Intervention de Michel Lussault

Commission d'enquête sur le service public de l'éducation, les repères républicains et les difficultés des enseignants — Réunion du 2 avril 2015 à 9h00
Audition de M. Michel Lussault président du conseil supérieur des programmes

Michel Lussault, président du Conseil supérieur des programmes :

Si les mots de nation et de patrie sont en effet absents du projet, et pas seulement du troisième domaine, ce n'est pas un oubli. Le CSP est un conseil pluraliste constitué de parlementaires, de deux membres du CESE et de dix personnalités qualifiées, qui, comme Agnès Buzyn, présidente de l'Institut national du cancer, ou moi, s'intéressent au sujet sans en être spécialistes. Nous débattons souvent sur les termes, leur sens et leur effet de sens.

Sous la présidence d'Alain Boissinot, le CSP a considéré que la nation et la patrie pouvaient constituer des pièges pour un enseignement moral et civique recherchant l'intégration, l'accueil d'enfants de plus en plus variés, et dont nous avons tendance à ne pas objectiver la diversité d'origines et d'attentes vis-à-vis de l'école. Les valeurs de la République ont semblé plus inclusives, plus universelles, que la nation et la patrie, plus polémiques. Pour revenir aux principes, il faut relire Ferdinand Buisson et notamment son Dictionnaire de pédagogie : l'école de la République telle qu'il la dessine est hospitalière, généreuse, ouverte. La vraie communauté nationale s'y construit ainsi autour de la République, à une époque où de larges parts de la société s'opposaient encore à celle-ci. L'enseignement moral et civique se rattache à cette tradition.
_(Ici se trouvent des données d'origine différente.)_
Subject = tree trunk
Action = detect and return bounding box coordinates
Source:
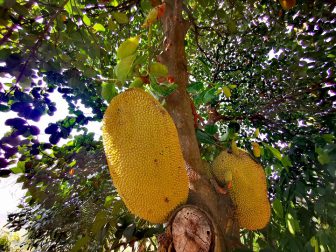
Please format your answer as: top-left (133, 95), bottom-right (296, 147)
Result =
top-left (158, 0), bottom-right (240, 252)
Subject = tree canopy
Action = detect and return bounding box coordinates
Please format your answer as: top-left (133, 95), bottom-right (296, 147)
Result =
top-left (0, 0), bottom-right (336, 251)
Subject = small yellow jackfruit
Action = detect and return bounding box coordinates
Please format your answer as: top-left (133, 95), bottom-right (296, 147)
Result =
top-left (231, 140), bottom-right (239, 155)
top-left (252, 142), bottom-right (260, 157)
top-left (130, 77), bottom-right (144, 88)
top-left (103, 88), bottom-right (189, 223)
top-left (212, 149), bottom-right (271, 230)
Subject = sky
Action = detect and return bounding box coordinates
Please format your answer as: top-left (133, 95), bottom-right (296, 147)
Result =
top-left (0, 82), bottom-right (101, 231)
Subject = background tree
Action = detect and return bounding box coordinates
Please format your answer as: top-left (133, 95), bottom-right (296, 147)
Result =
top-left (0, 0), bottom-right (336, 251)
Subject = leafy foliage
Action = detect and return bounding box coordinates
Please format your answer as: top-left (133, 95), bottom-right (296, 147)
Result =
top-left (0, 0), bottom-right (336, 251)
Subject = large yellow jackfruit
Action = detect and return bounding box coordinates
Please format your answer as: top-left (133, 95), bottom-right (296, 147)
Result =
top-left (103, 88), bottom-right (188, 223)
top-left (212, 149), bottom-right (271, 230)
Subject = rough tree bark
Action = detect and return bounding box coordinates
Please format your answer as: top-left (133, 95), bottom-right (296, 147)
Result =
top-left (158, 0), bottom-right (240, 252)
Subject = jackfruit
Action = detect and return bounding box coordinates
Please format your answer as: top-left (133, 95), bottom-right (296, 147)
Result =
top-left (212, 149), bottom-right (271, 230)
top-left (223, 86), bottom-right (231, 98)
top-left (251, 142), bottom-right (261, 157)
top-left (102, 88), bottom-right (189, 223)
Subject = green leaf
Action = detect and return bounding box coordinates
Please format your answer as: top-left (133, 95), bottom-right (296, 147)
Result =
top-left (204, 124), bottom-right (218, 135)
top-left (187, 82), bottom-right (203, 94)
top-left (281, 155), bottom-right (293, 168)
top-left (150, 80), bottom-right (178, 97)
top-left (11, 161), bottom-right (26, 174)
top-left (93, 23), bottom-right (105, 32)
top-left (286, 213), bottom-right (298, 235)
top-left (272, 199), bottom-right (284, 218)
top-left (83, 15), bottom-right (91, 26)
top-left (315, 147), bottom-right (331, 165)
top-left (0, 104), bottom-right (10, 112)
top-left (117, 36), bottom-right (140, 59)
top-left (91, 210), bottom-right (107, 234)
top-left (64, 1), bottom-right (73, 15)
top-left (149, 62), bottom-right (168, 77)
top-left (263, 143), bottom-right (282, 161)
top-left (71, 236), bottom-right (90, 252)
top-left (101, 82), bottom-right (118, 102)
top-left (310, 236), bottom-right (319, 252)
top-left (123, 223), bottom-right (135, 241)
top-left (203, 88), bottom-right (217, 104)
top-left (115, 54), bottom-right (136, 83)
top-left (112, 12), bottom-right (129, 24)
top-left (196, 129), bottom-right (216, 144)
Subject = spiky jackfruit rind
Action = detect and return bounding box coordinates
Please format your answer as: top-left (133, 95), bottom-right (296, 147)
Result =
top-left (103, 88), bottom-right (188, 223)
top-left (212, 149), bottom-right (271, 230)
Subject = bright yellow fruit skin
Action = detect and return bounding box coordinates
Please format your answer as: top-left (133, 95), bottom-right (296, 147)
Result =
top-left (103, 88), bottom-right (189, 223)
top-left (212, 149), bottom-right (271, 230)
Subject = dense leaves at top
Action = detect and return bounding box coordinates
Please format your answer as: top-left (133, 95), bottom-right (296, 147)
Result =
top-left (0, 0), bottom-right (336, 251)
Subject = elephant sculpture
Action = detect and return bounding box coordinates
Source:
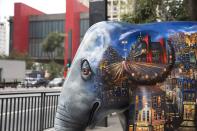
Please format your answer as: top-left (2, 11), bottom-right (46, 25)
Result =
top-left (55, 22), bottom-right (197, 131)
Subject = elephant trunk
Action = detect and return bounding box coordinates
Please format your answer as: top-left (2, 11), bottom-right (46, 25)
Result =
top-left (54, 105), bottom-right (87, 131)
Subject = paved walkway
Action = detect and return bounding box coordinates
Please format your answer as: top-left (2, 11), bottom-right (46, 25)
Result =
top-left (45, 115), bottom-right (122, 131)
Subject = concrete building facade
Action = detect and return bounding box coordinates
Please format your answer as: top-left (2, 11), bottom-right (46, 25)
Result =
top-left (107, 0), bottom-right (129, 21)
top-left (9, 1), bottom-right (89, 65)
top-left (0, 23), bottom-right (7, 55)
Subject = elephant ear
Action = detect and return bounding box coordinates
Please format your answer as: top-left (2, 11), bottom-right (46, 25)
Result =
top-left (126, 41), bottom-right (175, 85)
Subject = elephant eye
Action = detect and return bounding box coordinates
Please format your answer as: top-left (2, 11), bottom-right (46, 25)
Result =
top-left (81, 59), bottom-right (92, 80)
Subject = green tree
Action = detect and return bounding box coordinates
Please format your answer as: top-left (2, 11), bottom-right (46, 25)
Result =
top-left (122, 0), bottom-right (193, 23)
top-left (43, 61), bottom-right (64, 79)
top-left (42, 32), bottom-right (64, 59)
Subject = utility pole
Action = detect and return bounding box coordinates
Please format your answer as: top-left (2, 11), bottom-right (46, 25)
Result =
top-left (89, 0), bottom-right (107, 26)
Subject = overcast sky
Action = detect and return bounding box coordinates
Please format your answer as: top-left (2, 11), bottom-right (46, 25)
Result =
top-left (0, 0), bottom-right (66, 21)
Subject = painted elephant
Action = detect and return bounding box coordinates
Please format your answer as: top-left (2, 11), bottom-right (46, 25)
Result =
top-left (55, 22), bottom-right (197, 131)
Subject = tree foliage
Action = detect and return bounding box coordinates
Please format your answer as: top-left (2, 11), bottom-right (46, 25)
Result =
top-left (122, 0), bottom-right (194, 23)
top-left (43, 61), bottom-right (64, 79)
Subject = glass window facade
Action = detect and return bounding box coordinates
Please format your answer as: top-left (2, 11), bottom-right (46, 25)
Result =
top-left (29, 19), bottom-right (65, 58)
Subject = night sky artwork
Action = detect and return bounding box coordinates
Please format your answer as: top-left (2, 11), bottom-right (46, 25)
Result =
top-left (55, 22), bottom-right (197, 131)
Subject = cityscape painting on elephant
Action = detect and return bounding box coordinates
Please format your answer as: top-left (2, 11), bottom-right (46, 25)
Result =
top-left (55, 22), bottom-right (197, 131)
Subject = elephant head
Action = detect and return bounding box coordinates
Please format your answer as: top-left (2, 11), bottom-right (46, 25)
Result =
top-left (55, 22), bottom-right (196, 131)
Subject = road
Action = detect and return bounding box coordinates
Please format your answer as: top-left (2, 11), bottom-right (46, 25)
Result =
top-left (0, 88), bottom-right (60, 131)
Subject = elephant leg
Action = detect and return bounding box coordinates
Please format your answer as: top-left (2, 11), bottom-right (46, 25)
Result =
top-left (118, 110), bottom-right (129, 131)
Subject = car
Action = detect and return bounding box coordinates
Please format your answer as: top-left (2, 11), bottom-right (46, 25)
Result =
top-left (48, 78), bottom-right (64, 87)
top-left (31, 78), bottom-right (49, 87)
top-left (18, 77), bottom-right (37, 87)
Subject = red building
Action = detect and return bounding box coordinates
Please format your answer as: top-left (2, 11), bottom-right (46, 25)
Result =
top-left (11, 0), bottom-right (89, 68)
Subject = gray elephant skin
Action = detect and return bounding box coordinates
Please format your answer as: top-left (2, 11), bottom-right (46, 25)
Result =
top-left (55, 22), bottom-right (197, 131)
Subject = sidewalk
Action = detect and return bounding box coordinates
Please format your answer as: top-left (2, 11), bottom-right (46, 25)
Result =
top-left (45, 115), bottom-right (122, 131)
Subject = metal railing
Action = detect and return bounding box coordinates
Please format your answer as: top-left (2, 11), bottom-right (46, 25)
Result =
top-left (0, 90), bottom-right (60, 131)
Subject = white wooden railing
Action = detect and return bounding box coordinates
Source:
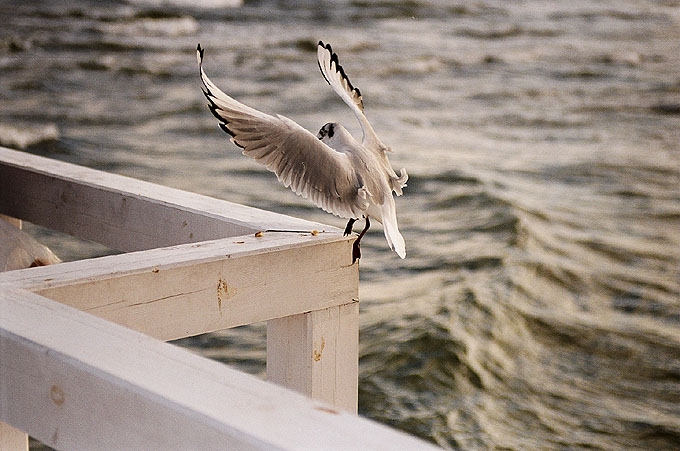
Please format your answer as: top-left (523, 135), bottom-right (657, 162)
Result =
top-left (0, 147), bottom-right (430, 451)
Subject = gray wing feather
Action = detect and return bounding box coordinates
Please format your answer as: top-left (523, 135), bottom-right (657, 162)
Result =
top-left (197, 46), bottom-right (368, 218)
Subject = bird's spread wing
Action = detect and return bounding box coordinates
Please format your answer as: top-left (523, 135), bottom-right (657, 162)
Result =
top-left (317, 41), bottom-right (390, 151)
top-left (196, 45), bottom-right (368, 218)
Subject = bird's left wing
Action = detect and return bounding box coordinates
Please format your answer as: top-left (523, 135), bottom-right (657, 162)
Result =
top-left (196, 45), bottom-right (368, 222)
top-left (317, 41), bottom-right (390, 151)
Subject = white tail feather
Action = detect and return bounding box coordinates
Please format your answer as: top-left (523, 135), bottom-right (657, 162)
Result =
top-left (380, 195), bottom-right (406, 258)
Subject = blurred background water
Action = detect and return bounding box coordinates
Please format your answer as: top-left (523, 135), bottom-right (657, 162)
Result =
top-left (0, 0), bottom-right (680, 450)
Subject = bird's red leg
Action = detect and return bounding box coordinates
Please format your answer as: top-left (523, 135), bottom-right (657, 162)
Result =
top-left (343, 219), bottom-right (357, 236)
top-left (352, 216), bottom-right (371, 264)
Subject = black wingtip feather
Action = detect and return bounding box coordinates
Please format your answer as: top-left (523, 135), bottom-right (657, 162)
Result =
top-left (319, 41), bottom-right (364, 111)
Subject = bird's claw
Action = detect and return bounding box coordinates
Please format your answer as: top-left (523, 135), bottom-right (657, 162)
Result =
top-left (352, 240), bottom-right (361, 264)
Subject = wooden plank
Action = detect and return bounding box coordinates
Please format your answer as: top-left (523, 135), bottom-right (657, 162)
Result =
top-left (0, 289), bottom-right (434, 450)
top-left (0, 422), bottom-right (28, 451)
top-left (0, 147), bottom-right (336, 252)
top-left (0, 233), bottom-right (359, 340)
top-left (267, 301), bottom-right (359, 413)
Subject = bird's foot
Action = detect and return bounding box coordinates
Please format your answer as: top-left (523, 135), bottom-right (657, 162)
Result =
top-left (352, 240), bottom-right (361, 264)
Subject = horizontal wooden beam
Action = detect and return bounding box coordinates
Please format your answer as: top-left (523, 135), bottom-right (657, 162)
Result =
top-left (0, 289), bottom-right (434, 450)
top-left (0, 147), bottom-right (335, 252)
top-left (0, 232), bottom-right (359, 340)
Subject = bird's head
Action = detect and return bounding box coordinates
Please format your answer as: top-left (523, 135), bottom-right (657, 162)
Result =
top-left (316, 122), bottom-right (354, 148)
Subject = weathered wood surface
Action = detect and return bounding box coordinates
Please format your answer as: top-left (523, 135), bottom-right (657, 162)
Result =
top-left (267, 301), bottom-right (359, 413)
top-left (0, 147), bottom-right (337, 252)
top-left (0, 289), bottom-right (433, 450)
top-left (0, 233), bottom-right (359, 340)
top-left (0, 424), bottom-right (28, 451)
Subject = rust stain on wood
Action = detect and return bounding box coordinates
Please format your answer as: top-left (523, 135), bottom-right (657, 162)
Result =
top-left (217, 278), bottom-right (236, 315)
top-left (50, 385), bottom-right (65, 406)
top-left (312, 337), bottom-right (326, 362)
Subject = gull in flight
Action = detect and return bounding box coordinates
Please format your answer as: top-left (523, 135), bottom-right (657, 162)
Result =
top-left (196, 41), bottom-right (408, 262)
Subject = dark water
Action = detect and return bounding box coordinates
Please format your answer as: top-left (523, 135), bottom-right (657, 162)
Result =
top-left (0, 0), bottom-right (680, 450)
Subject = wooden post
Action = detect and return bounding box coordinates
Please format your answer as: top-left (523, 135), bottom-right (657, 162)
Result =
top-left (0, 422), bottom-right (28, 451)
top-left (267, 300), bottom-right (359, 413)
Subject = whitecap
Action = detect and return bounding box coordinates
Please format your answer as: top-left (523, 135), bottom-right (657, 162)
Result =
top-left (0, 124), bottom-right (60, 149)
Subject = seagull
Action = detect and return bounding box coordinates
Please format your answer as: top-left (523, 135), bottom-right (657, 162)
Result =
top-left (196, 41), bottom-right (408, 263)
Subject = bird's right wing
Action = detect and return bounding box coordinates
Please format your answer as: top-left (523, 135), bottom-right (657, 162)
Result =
top-left (196, 45), bottom-right (368, 218)
top-left (317, 41), bottom-right (390, 151)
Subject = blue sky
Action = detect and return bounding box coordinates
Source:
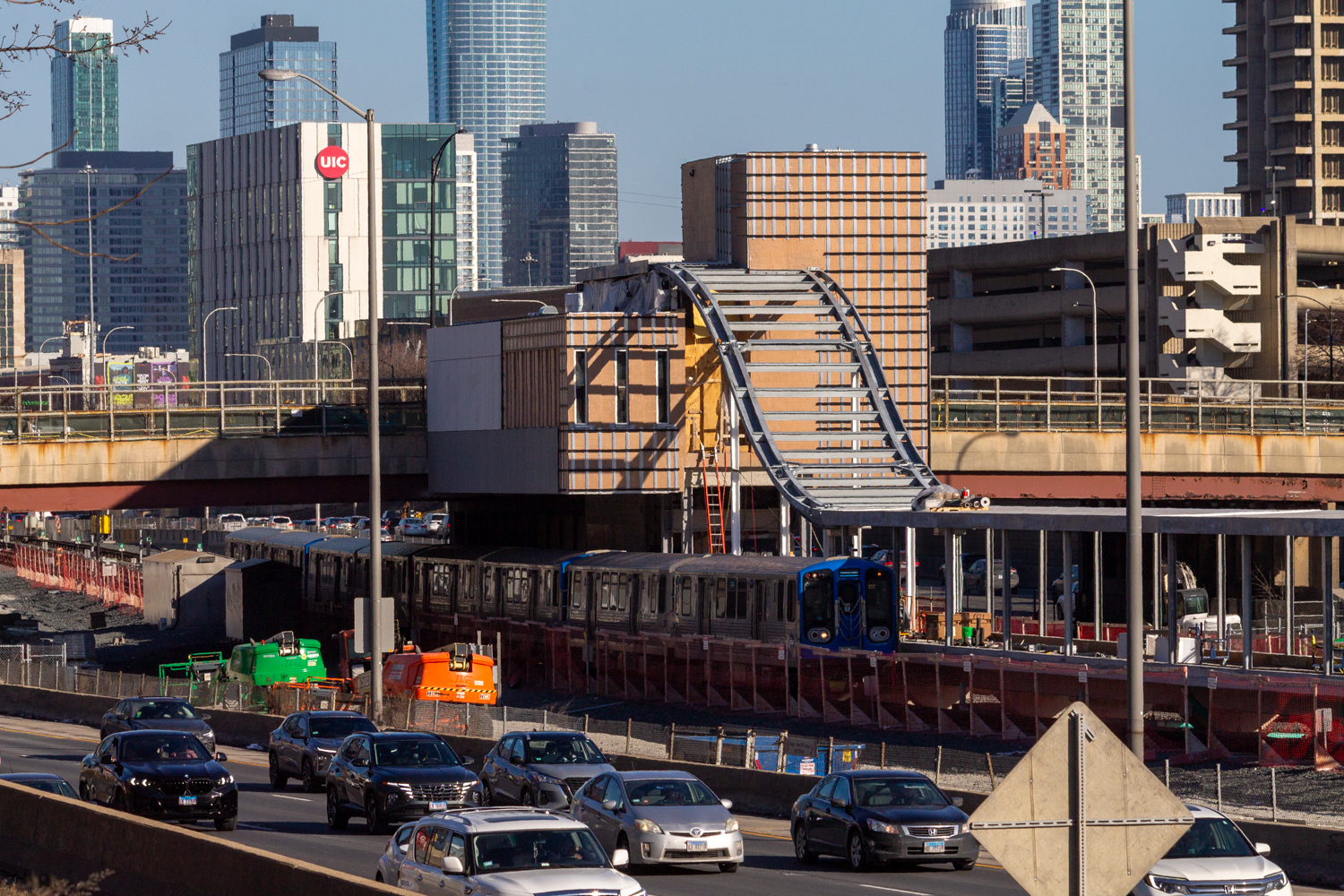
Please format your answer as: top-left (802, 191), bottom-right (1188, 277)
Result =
top-left (0, 0), bottom-right (1234, 239)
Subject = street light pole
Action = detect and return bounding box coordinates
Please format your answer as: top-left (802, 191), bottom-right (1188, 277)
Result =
top-left (201, 305), bottom-right (238, 384)
top-left (257, 68), bottom-right (383, 724)
top-left (1050, 267), bottom-right (1099, 380)
top-left (1124, 0), bottom-right (1144, 762)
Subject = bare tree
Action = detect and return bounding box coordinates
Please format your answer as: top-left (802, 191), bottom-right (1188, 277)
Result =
top-left (0, 0), bottom-right (172, 121)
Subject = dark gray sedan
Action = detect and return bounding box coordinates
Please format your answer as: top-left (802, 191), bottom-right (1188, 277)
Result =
top-left (99, 697), bottom-right (215, 753)
top-left (268, 711), bottom-right (378, 794)
top-left (790, 770), bottom-right (980, 871)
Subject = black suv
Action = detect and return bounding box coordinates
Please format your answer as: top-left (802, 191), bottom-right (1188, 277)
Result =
top-left (269, 711), bottom-right (378, 794)
top-left (327, 731), bottom-right (481, 834)
top-left (80, 731), bottom-right (238, 831)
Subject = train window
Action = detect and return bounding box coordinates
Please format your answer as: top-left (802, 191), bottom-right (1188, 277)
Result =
top-left (803, 570), bottom-right (836, 630)
top-left (863, 570), bottom-right (892, 632)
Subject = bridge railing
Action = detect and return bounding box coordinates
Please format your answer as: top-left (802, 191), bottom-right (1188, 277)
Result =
top-left (0, 380), bottom-right (425, 444)
top-left (930, 376), bottom-right (1344, 435)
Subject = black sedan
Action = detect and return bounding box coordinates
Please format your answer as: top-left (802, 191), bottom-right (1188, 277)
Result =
top-left (99, 697), bottom-right (215, 753)
top-left (269, 711), bottom-right (378, 794)
top-left (792, 770), bottom-right (980, 871)
top-left (0, 771), bottom-right (78, 799)
top-left (80, 731), bottom-right (238, 831)
top-left (327, 731), bottom-right (483, 834)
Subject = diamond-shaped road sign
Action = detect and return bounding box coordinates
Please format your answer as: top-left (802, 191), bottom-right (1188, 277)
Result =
top-left (970, 702), bottom-right (1195, 896)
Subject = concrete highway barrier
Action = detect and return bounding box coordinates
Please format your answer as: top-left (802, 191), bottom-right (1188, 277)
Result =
top-left (0, 780), bottom-right (395, 896)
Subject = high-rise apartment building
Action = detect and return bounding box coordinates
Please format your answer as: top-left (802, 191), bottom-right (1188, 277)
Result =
top-left (187, 122), bottom-right (472, 380)
top-left (1032, 0), bottom-right (1125, 231)
top-left (220, 14), bottom-right (336, 137)
top-left (682, 149), bottom-right (929, 457)
top-left (1159, 194), bottom-right (1242, 224)
top-left (0, 184), bottom-right (19, 250)
top-left (18, 151), bottom-right (187, 355)
top-left (943, 0), bottom-right (1031, 178)
top-left (425, 0), bottom-right (546, 288)
top-left (929, 177), bottom-right (1088, 248)
top-left (1223, 0), bottom-right (1344, 224)
top-left (0, 247), bottom-right (26, 371)
top-left (995, 102), bottom-right (1073, 189)
top-left (500, 121), bottom-right (620, 286)
top-left (51, 17), bottom-right (121, 151)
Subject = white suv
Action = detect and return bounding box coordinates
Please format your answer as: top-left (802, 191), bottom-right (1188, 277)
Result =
top-left (1133, 806), bottom-right (1293, 896)
top-left (384, 806), bottom-right (645, 896)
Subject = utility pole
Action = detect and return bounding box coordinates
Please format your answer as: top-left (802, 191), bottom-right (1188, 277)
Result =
top-left (1124, 0), bottom-right (1144, 762)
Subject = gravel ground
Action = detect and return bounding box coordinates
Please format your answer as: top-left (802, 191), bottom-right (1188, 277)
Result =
top-left (0, 565), bottom-right (230, 675)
Cela étant, la nation et la patrie sont très présentes dans le programme d'histoire et de géographie, mais aussi de français, dès le cycle 2, et avec une montée en puissance dans les cycles 3 et 4, qui ont été conçus comme une mise sous tension de l'histoire de la constitution de la France en tant que République, avec de grandes étapes du récit national aboutissant en troisième au départ du général de Gaulle, l'histoire plus récente ne pouvant pas être abordée. Sont traités la Révolution, l'Empire, la naissance du régime républicain, mais aussi la monarchie absolue, les guerres de religion, l'Europe des Carolingiens ; il n'y aucune raison de cacher quoi que ce soit. Mais cela est fait dans l'optique d'une l'histoire connectée, globale : ces éléments sont mis en lien avec ce qui se passe ailleurs, les guerres de religion avec les grandes découvertes ou l'Europe carolingienne avec l'essor de l'islam dans le bassin méditerranéen.

Les programmes n'esquivent pas le fait religieux depuis au moins les années 1950 : la naissance des monothéismes en a toujours fait partie. Celui de français insiste sur la maîtrise de l'apprentissage de la langue par tous, ses origines grecques et latines et les rapports toujours ouverts avec les autres langues. C'est une manière de consolider la communauté nationale autour de ce qui nous réunit tous.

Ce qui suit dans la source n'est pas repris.